Principal Investigator: Lisa Dierker
CoPrincipal Investigator(s): Jennifer Rose
Organization: Wesleyan University
Abstract:
Most of the highest paying, in-demand jobs now require skills in data analysis, making data analysis and interpretation skills arguably as important as reading or writing. This project aims to equip the future STEM workforce with the data analysis skills needed to advance innovation across industries. To this end, this project will disseminate a project-based data analysis curriculum that enables students to use leading analytic platforms (e.g., SAS; R; Python; Stata) to explore and interpret big data, in the context of students’ own research projects. This curriculum is designed to help students experience the power and excitement of data-driven inquiry, regardless of their preparation or initial interest. The project aims to implement this curriculum in varied educational settings and to train educators so that the curriculum can reach large numbers of learners. By project estimates, this implementation will directly involve more than 70 educational settings across the country, hundreds of instructors, and thousands of students. By making data science education more accessible, the project aims to increase the recruitment and retention of women and other underrepresented students, into careers requiring data analysis skills. In this way, it can help to create a larger, more diverse population with the data analysis skills needed across industry sectors, disciplines, and audiences, thus contributing to the nation’s competitiveness in the global economy.
The program is designed to leverage existing infrastructure at new implementation sites and integrate a coordinated set of evidence-based practices to support students’ and instructors’ learning and engagement in research projects with large data sets. Key characteristics of the project include: 1) project-based learning tied to learner interest and intrinsic motivation; 2) opportunities for multidisciplinary inquiry; 3) analysis of large data sets in real world contexts; 4) programming as a window into data-driven reasoning and communication; and 5) intensive, student-centered one-on-one support that capitalizes on evidence-based strategies to promote success for underrepresented youth. The project will use a pre/post survey, quasi-experimental design, employing state-of-the-art causal inference techniques, together with institutional data, to answer five research questions: Does the curriculum result in positive student outcomes?
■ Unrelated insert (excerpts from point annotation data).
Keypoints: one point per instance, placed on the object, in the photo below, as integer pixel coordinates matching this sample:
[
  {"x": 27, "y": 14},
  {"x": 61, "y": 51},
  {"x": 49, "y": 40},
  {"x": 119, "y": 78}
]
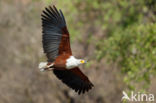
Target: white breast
[{"x": 71, "y": 62}]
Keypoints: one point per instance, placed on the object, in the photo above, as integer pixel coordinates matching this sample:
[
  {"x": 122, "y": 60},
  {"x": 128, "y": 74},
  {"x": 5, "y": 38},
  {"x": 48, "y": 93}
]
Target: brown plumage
[{"x": 56, "y": 45}]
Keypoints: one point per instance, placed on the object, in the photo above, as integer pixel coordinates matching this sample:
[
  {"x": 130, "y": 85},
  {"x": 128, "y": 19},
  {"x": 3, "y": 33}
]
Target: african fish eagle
[{"x": 56, "y": 46}]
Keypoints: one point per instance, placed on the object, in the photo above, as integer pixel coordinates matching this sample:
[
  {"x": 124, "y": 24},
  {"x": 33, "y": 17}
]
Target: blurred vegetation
[{"x": 117, "y": 37}]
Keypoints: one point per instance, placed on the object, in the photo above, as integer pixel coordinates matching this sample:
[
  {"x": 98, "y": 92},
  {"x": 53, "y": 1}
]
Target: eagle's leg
[{"x": 44, "y": 66}]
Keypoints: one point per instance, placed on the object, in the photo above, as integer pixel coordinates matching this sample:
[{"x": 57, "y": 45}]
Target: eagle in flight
[{"x": 56, "y": 46}]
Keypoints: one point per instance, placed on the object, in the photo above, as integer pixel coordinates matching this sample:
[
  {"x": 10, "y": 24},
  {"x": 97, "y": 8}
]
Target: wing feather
[
  {"x": 75, "y": 79},
  {"x": 55, "y": 36}
]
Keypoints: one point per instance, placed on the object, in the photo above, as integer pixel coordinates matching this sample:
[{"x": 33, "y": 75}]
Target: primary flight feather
[{"x": 56, "y": 46}]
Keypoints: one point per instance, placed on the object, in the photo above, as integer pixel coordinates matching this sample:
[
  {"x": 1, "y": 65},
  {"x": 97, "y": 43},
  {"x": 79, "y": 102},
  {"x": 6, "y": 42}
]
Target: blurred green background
[{"x": 117, "y": 37}]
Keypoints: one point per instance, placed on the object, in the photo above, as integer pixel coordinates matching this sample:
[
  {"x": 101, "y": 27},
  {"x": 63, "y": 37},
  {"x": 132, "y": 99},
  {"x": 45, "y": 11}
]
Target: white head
[{"x": 73, "y": 62}]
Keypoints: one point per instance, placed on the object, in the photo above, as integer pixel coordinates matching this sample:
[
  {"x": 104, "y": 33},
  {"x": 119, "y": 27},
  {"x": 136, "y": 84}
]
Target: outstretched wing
[
  {"x": 55, "y": 36},
  {"x": 75, "y": 79}
]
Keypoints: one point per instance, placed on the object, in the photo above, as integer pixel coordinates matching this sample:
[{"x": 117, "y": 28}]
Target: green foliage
[
  {"x": 131, "y": 42},
  {"x": 135, "y": 51}
]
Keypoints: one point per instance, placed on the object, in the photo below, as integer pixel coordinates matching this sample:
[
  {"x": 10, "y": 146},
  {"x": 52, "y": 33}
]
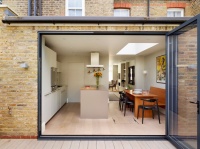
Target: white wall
[
  {"x": 150, "y": 66},
  {"x": 115, "y": 72},
  {"x": 89, "y": 79},
  {"x": 139, "y": 67}
]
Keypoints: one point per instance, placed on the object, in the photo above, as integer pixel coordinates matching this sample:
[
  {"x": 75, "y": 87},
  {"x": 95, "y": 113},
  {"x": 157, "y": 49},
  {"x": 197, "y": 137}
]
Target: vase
[{"x": 97, "y": 82}]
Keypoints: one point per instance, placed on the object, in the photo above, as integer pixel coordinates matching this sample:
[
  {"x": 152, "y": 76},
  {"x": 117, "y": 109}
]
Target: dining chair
[
  {"x": 127, "y": 102},
  {"x": 121, "y": 99},
  {"x": 145, "y": 106}
]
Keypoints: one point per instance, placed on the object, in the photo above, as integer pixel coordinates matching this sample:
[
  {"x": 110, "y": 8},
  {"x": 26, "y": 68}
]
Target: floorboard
[
  {"x": 58, "y": 145},
  {"x": 101, "y": 145},
  {"x": 118, "y": 144},
  {"x": 126, "y": 145},
  {"x": 90, "y": 144},
  {"x": 83, "y": 145},
  {"x": 68, "y": 122},
  {"x": 75, "y": 144},
  {"x": 109, "y": 145},
  {"x": 66, "y": 145}
]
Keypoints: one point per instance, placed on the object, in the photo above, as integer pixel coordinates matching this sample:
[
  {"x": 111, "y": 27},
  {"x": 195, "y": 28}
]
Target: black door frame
[
  {"x": 86, "y": 137},
  {"x": 173, "y": 32}
]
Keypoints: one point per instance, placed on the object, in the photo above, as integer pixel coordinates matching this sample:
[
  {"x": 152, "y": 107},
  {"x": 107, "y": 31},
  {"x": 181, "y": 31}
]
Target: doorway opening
[{"x": 70, "y": 53}]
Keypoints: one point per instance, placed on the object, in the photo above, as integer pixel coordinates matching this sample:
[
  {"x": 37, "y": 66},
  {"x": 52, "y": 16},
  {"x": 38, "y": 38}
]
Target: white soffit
[{"x": 135, "y": 48}]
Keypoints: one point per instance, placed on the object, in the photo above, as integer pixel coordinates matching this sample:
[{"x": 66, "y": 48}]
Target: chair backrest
[
  {"x": 151, "y": 100},
  {"x": 140, "y": 90}
]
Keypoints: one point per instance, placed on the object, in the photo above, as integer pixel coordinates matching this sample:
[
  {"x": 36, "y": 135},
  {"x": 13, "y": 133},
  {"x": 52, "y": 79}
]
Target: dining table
[{"x": 137, "y": 101}]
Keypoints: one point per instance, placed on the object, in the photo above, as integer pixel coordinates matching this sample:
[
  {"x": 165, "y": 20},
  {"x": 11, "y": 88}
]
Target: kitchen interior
[{"x": 71, "y": 104}]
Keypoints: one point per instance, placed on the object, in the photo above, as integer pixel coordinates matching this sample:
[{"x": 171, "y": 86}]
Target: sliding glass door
[{"x": 183, "y": 84}]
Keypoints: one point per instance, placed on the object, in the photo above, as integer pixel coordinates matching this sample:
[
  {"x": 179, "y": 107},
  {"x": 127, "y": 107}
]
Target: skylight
[{"x": 135, "y": 48}]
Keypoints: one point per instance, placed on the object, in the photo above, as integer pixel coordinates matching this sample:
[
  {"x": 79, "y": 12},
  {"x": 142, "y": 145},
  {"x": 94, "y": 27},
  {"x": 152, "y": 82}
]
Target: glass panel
[
  {"x": 72, "y": 12},
  {"x": 74, "y": 3},
  {"x": 170, "y": 14},
  {"x": 121, "y": 12},
  {"x": 116, "y": 12},
  {"x": 182, "y": 88},
  {"x": 71, "y": 3},
  {"x": 78, "y": 12},
  {"x": 78, "y": 3},
  {"x": 177, "y": 14}
]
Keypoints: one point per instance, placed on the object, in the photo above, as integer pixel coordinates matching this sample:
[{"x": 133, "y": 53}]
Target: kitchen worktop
[{"x": 93, "y": 87}]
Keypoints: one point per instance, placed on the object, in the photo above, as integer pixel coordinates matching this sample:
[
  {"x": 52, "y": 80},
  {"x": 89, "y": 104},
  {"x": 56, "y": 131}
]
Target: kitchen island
[{"x": 94, "y": 102}]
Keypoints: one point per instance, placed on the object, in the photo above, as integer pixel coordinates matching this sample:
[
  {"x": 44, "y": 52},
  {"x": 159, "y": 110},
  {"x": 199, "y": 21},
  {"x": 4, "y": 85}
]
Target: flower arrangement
[{"x": 97, "y": 74}]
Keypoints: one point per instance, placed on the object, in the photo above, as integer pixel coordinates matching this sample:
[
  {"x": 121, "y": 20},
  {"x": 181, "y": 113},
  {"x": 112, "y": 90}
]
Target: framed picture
[
  {"x": 161, "y": 69},
  {"x": 118, "y": 75}
]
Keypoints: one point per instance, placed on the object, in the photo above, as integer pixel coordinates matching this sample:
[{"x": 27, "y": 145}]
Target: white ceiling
[{"x": 104, "y": 44}]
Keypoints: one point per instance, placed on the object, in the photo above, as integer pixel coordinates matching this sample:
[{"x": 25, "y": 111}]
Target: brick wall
[
  {"x": 138, "y": 8},
  {"x": 53, "y": 8},
  {"x": 99, "y": 8},
  {"x": 18, "y": 86},
  {"x": 195, "y": 7},
  {"x": 187, "y": 84},
  {"x": 19, "y": 6}
]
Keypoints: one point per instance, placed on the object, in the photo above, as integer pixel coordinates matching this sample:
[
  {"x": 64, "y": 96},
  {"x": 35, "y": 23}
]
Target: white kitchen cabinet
[
  {"x": 59, "y": 99},
  {"x": 46, "y": 107},
  {"x": 59, "y": 67},
  {"x": 48, "y": 61},
  {"x": 54, "y": 103},
  {"x": 63, "y": 96}
]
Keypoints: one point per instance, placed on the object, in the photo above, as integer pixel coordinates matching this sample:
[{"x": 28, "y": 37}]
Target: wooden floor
[
  {"x": 35, "y": 144},
  {"x": 68, "y": 122}
]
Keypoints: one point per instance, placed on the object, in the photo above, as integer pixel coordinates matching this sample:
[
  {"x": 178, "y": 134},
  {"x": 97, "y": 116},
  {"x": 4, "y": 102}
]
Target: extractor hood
[{"x": 94, "y": 60}]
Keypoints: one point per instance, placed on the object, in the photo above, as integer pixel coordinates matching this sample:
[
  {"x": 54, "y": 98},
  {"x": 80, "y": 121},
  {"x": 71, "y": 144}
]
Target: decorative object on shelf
[
  {"x": 91, "y": 70},
  {"x": 97, "y": 75},
  {"x": 144, "y": 72},
  {"x": 161, "y": 69}
]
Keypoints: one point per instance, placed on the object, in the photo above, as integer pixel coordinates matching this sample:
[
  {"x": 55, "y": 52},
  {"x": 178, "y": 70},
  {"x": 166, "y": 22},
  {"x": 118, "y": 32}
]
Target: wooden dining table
[{"x": 137, "y": 101}]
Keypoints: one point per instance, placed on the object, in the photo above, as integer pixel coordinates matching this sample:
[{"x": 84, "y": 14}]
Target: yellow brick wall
[
  {"x": 18, "y": 86},
  {"x": 105, "y": 7},
  {"x": 187, "y": 84}
]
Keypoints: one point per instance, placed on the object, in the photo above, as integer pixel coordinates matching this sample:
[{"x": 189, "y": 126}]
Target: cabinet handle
[{"x": 47, "y": 94}]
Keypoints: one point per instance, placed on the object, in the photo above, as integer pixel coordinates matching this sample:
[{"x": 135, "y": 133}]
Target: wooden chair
[
  {"x": 153, "y": 107},
  {"x": 113, "y": 84}
]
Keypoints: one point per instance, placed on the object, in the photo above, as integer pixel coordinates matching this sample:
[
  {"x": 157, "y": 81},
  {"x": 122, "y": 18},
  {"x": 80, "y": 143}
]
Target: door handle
[{"x": 197, "y": 103}]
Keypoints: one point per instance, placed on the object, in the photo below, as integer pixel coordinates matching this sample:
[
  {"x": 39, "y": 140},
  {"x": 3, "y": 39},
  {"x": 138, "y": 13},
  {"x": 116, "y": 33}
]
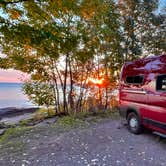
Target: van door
[{"x": 157, "y": 104}]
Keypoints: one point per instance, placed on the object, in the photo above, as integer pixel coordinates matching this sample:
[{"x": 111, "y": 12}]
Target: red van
[{"x": 142, "y": 94}]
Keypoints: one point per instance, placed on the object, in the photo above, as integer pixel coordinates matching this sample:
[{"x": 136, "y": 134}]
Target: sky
[{"x": 16, "y": 76}]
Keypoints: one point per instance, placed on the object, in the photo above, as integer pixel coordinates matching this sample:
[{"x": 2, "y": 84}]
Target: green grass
[{"x": 13, "y": 133}]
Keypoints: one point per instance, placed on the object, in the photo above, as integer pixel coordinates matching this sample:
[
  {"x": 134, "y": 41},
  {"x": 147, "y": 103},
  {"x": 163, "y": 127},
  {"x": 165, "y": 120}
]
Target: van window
[
  {"x": 134, "y": 79},
  {"x": 161, "y": 83}
]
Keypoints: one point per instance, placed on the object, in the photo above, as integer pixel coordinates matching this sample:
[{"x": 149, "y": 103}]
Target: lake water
[{"x": 12, "y": 96}]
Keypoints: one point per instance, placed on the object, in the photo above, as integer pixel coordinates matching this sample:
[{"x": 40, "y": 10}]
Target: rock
[{"x": 2, "y": 131}]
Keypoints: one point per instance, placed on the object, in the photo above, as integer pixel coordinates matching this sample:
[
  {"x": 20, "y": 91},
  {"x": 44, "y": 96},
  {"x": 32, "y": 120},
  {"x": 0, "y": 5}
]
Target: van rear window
[
  {"x": 161, "y": 83},
  {"x": 134, "y": 79}
]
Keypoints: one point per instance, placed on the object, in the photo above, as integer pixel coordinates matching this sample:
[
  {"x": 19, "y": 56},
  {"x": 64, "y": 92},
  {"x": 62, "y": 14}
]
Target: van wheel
[{"x": 134, "y": 123}]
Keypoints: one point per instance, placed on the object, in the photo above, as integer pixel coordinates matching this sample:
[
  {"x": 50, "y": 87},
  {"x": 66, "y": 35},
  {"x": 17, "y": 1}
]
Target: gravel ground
[{"x": 105, "y": 143}]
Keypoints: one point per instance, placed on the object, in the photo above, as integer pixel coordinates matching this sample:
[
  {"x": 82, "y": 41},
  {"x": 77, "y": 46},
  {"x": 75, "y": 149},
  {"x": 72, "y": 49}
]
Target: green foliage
[{"x": 39, "y": 93}]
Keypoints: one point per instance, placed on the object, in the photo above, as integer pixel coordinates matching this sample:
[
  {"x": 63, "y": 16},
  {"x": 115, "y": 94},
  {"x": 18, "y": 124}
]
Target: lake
[{"x": 11, "y": 95}]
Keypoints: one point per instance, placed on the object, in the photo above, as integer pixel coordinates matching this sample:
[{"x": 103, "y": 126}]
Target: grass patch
[
  {"x": 44, "y": 113},
  {"x": 82, "y": 118},
  {"x": 14, "y": 133},
  {"x": 70, "y": 121}
]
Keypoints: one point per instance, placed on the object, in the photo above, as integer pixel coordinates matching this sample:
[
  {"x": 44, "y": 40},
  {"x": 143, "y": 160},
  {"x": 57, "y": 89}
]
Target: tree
[{"x": 141, "y": 26}]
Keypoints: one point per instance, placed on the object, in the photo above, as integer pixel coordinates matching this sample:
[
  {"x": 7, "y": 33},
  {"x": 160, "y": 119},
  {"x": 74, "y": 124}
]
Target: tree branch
[{"x": 11, "y": 2}]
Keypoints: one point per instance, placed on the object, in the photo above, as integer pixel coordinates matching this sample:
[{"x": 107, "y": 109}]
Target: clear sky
[{"x": 15, "y": 76}]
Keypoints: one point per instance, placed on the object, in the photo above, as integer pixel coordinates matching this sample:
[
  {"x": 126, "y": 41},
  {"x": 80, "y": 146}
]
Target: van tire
[{"x": 134, "y": 123}]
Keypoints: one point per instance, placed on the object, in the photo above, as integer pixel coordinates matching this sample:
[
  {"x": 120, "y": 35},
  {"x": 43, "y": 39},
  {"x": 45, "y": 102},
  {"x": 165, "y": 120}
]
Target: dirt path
[{"x": 103, "y": 143}]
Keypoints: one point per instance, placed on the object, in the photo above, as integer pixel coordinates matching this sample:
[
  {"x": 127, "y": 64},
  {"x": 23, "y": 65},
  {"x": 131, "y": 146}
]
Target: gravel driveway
[{"x": 105, "y": 143}]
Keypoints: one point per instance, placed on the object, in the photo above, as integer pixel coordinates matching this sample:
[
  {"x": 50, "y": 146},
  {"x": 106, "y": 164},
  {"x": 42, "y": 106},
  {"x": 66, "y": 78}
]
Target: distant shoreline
[{"x": 14, "y": 111}]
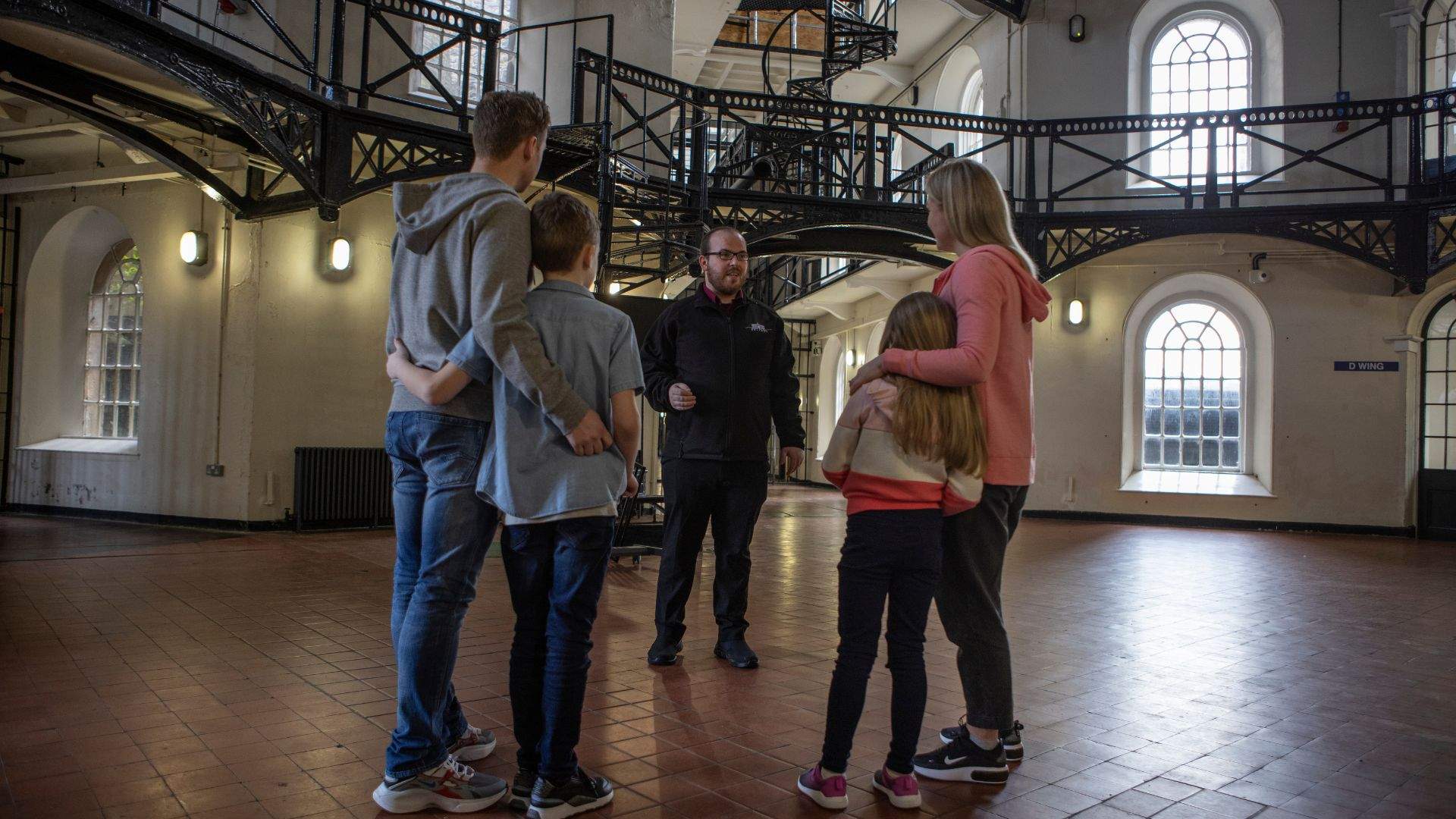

Does the curriculum increase exposure to data analysis skills for women, under-represented students, and students with learning disabilities? Is the model of educator training and professional development effective in fostering knowledge and confidence in its delivery? To what extent do participating educators apply and sustain the project-based model within their programs and classrooms? At the institutional level, what format and fiscal model of support provides greatest sustainability for the data-driven curriculum? By conducting evaluative research that includes the areas of educator training, program sustainability, and student outcomes, the project will contribute new knowledge about teaching and learning data analytics.
This award reflects NSF’s statutory mission and has been deemed worthy of support through evaluation using the Foundation’s intellectual merit and broader impacts review criteria.